Daily intraperitoneal injection of cadmium chloride (1 milligram per kilogram) for 45 days enhanced gluconeogenesis as evidenced by significant increases in the activities of liver and kidney cortex pyruvate carboxylase, phosphopyruvate carboxylase, hexosediphosphatase, and glucose-6-phosphatase, the quartet of key, rate-limiting enzymes involved in the biotransformation of noncarbohydrate precursors into glucose. Whereas cadmium treatment decreased the level of hepatic glycogen, the concentration of blood glucose and urea was significantly elevated by this heavy metal.

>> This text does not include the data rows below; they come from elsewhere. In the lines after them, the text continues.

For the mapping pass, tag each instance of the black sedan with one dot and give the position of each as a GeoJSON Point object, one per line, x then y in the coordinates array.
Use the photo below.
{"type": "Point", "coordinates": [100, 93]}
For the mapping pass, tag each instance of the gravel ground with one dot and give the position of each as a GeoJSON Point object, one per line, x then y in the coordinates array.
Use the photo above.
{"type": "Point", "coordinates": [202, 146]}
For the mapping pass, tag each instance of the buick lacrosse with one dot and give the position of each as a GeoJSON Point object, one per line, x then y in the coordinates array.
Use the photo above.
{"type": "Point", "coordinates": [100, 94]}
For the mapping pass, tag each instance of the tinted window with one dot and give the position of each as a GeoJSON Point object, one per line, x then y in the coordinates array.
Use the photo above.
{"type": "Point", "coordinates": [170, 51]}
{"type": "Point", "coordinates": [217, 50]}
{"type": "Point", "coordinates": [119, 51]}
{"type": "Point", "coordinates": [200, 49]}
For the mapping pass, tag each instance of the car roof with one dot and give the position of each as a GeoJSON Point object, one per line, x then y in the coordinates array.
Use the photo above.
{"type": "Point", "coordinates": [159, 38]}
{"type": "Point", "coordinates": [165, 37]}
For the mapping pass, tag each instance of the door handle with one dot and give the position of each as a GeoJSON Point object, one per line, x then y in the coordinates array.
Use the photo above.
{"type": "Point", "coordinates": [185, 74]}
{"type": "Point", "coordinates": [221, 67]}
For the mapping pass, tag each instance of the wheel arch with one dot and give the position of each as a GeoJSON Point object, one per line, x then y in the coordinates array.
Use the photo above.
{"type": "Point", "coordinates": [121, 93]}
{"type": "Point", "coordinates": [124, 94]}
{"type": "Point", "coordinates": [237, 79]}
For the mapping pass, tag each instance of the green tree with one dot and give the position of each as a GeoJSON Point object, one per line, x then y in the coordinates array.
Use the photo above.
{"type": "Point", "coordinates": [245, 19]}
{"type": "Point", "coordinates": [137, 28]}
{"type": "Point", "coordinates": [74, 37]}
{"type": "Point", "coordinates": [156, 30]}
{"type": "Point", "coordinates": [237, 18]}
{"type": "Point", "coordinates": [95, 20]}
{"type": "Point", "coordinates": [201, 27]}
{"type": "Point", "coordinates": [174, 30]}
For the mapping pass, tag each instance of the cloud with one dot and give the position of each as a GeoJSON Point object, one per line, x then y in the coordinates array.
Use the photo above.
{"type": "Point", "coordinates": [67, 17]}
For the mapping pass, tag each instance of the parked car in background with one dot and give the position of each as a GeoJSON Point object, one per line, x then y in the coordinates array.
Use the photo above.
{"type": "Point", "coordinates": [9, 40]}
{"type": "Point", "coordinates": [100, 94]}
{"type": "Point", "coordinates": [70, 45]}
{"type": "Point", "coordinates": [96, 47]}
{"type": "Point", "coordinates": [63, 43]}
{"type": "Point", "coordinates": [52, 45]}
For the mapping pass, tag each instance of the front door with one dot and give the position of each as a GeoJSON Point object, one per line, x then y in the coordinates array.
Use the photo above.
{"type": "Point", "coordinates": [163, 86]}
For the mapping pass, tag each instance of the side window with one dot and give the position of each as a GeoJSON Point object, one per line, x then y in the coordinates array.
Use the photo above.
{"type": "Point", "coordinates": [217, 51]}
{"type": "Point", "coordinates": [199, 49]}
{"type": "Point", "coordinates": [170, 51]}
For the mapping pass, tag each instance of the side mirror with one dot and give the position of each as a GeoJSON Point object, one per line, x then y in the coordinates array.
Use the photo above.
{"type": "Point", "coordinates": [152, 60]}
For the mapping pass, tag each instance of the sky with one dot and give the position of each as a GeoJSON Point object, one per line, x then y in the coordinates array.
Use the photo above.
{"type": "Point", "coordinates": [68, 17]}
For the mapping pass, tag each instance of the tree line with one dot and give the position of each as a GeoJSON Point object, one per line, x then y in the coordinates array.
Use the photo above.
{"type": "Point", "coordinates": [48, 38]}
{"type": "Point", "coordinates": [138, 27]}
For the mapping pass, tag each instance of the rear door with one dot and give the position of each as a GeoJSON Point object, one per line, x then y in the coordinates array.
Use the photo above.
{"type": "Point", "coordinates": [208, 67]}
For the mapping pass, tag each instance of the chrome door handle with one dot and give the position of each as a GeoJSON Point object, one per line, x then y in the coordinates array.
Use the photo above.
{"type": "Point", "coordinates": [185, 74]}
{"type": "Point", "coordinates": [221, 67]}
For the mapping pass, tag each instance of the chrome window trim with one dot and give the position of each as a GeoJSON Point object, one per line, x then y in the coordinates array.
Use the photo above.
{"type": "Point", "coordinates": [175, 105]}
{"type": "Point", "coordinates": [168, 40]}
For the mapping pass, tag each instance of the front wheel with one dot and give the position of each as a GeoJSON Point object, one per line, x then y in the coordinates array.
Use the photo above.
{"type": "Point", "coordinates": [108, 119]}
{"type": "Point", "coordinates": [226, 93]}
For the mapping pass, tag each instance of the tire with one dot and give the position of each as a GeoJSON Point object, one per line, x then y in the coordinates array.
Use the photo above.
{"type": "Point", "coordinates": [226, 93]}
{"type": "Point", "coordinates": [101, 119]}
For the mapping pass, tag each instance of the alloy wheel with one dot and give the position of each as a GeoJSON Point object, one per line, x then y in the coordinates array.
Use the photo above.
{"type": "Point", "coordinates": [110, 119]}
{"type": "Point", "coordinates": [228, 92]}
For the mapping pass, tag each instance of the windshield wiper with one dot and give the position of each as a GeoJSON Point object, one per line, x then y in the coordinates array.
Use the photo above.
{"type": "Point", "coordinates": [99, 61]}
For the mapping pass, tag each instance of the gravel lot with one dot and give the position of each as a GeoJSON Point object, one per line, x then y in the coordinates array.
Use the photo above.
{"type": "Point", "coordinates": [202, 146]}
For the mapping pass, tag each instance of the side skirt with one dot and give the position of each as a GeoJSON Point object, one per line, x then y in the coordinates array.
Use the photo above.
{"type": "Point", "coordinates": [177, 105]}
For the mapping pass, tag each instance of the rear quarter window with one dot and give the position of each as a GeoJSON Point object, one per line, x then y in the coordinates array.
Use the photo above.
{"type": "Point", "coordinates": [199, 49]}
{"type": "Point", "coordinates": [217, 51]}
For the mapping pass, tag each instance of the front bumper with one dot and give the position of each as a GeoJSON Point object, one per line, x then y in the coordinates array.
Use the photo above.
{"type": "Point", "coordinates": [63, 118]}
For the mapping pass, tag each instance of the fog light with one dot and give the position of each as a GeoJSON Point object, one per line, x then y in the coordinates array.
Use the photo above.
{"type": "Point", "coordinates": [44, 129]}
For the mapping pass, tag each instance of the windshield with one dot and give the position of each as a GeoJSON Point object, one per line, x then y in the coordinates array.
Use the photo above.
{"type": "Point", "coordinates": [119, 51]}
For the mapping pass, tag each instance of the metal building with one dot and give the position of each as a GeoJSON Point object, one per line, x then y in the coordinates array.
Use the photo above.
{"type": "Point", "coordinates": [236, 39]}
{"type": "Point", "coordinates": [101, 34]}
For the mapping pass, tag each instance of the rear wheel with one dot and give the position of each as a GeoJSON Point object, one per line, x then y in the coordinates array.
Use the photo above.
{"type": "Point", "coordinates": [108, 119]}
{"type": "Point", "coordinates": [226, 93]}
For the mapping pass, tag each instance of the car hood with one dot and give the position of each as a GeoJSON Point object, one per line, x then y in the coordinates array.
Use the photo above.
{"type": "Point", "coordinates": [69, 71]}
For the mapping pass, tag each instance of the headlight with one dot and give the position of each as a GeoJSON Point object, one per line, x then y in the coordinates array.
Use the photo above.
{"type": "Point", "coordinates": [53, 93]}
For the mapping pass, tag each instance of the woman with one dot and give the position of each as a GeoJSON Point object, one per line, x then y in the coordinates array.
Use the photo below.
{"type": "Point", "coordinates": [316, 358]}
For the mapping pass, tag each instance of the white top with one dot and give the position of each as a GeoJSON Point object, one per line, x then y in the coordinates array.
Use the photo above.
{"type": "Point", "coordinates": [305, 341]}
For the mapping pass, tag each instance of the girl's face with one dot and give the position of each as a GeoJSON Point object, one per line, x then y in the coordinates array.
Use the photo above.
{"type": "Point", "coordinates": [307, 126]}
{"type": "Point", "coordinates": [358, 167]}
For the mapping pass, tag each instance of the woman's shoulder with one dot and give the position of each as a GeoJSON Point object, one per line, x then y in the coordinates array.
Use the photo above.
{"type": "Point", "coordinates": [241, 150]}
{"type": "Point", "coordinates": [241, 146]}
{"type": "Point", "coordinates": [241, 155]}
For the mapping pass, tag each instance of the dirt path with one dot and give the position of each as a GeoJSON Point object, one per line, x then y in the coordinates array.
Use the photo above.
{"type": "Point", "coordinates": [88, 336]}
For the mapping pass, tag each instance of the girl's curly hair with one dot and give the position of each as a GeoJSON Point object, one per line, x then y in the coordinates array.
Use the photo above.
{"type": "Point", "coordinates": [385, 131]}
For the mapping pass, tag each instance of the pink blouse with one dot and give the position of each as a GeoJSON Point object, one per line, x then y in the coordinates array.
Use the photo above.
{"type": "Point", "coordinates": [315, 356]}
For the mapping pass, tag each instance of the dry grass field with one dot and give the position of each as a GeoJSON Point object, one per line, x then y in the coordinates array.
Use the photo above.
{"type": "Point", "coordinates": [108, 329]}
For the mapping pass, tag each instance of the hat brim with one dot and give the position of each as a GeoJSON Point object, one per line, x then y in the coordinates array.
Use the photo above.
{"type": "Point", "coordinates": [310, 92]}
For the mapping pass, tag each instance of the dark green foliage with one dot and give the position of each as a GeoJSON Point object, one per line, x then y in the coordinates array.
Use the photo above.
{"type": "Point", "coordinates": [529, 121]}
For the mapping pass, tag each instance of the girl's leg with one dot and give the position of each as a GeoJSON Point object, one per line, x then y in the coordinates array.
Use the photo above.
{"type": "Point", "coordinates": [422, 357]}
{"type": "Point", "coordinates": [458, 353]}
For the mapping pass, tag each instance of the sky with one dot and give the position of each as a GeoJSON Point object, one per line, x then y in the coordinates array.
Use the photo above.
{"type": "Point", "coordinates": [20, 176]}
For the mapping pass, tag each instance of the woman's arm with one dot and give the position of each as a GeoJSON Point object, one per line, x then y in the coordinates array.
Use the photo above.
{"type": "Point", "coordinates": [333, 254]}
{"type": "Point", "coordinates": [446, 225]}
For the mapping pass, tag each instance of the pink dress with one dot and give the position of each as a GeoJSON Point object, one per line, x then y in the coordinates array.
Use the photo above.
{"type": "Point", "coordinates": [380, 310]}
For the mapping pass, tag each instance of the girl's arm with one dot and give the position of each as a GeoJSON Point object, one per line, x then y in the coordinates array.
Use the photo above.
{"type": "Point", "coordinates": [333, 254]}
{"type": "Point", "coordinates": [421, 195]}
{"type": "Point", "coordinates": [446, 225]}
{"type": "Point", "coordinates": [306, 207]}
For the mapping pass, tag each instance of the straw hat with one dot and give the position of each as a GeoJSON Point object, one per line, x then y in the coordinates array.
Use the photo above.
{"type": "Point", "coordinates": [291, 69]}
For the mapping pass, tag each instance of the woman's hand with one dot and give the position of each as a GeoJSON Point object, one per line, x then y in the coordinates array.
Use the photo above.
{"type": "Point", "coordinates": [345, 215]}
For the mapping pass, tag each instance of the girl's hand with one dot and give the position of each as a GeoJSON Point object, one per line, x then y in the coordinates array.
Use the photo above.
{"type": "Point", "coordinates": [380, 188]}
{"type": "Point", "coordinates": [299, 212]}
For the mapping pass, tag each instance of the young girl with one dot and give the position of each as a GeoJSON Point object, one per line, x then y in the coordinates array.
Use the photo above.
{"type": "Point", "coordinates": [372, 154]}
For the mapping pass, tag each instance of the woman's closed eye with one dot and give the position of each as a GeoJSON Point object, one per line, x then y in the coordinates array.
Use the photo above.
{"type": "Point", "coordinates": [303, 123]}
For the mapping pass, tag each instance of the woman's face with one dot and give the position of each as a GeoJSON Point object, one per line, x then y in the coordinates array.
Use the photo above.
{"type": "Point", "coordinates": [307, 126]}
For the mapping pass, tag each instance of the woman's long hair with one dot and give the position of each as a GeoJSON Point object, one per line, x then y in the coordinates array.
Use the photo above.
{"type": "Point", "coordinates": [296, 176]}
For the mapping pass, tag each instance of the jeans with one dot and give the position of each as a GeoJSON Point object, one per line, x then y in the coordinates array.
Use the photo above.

Discontinuation of the heavy metal treatment for 28 days, in rats previously injected with cadmium for 45 days, failed to restore the observed biochemical alterations in hepatic and renal carbohydrate metabolism to control values. Evidence indicates that cadmium augments the glucose-synthesizing capacity of liver and kidney cortex and that various metabolic changes persist even after a 4-week period of withdrawal from exposure to the heavy metal.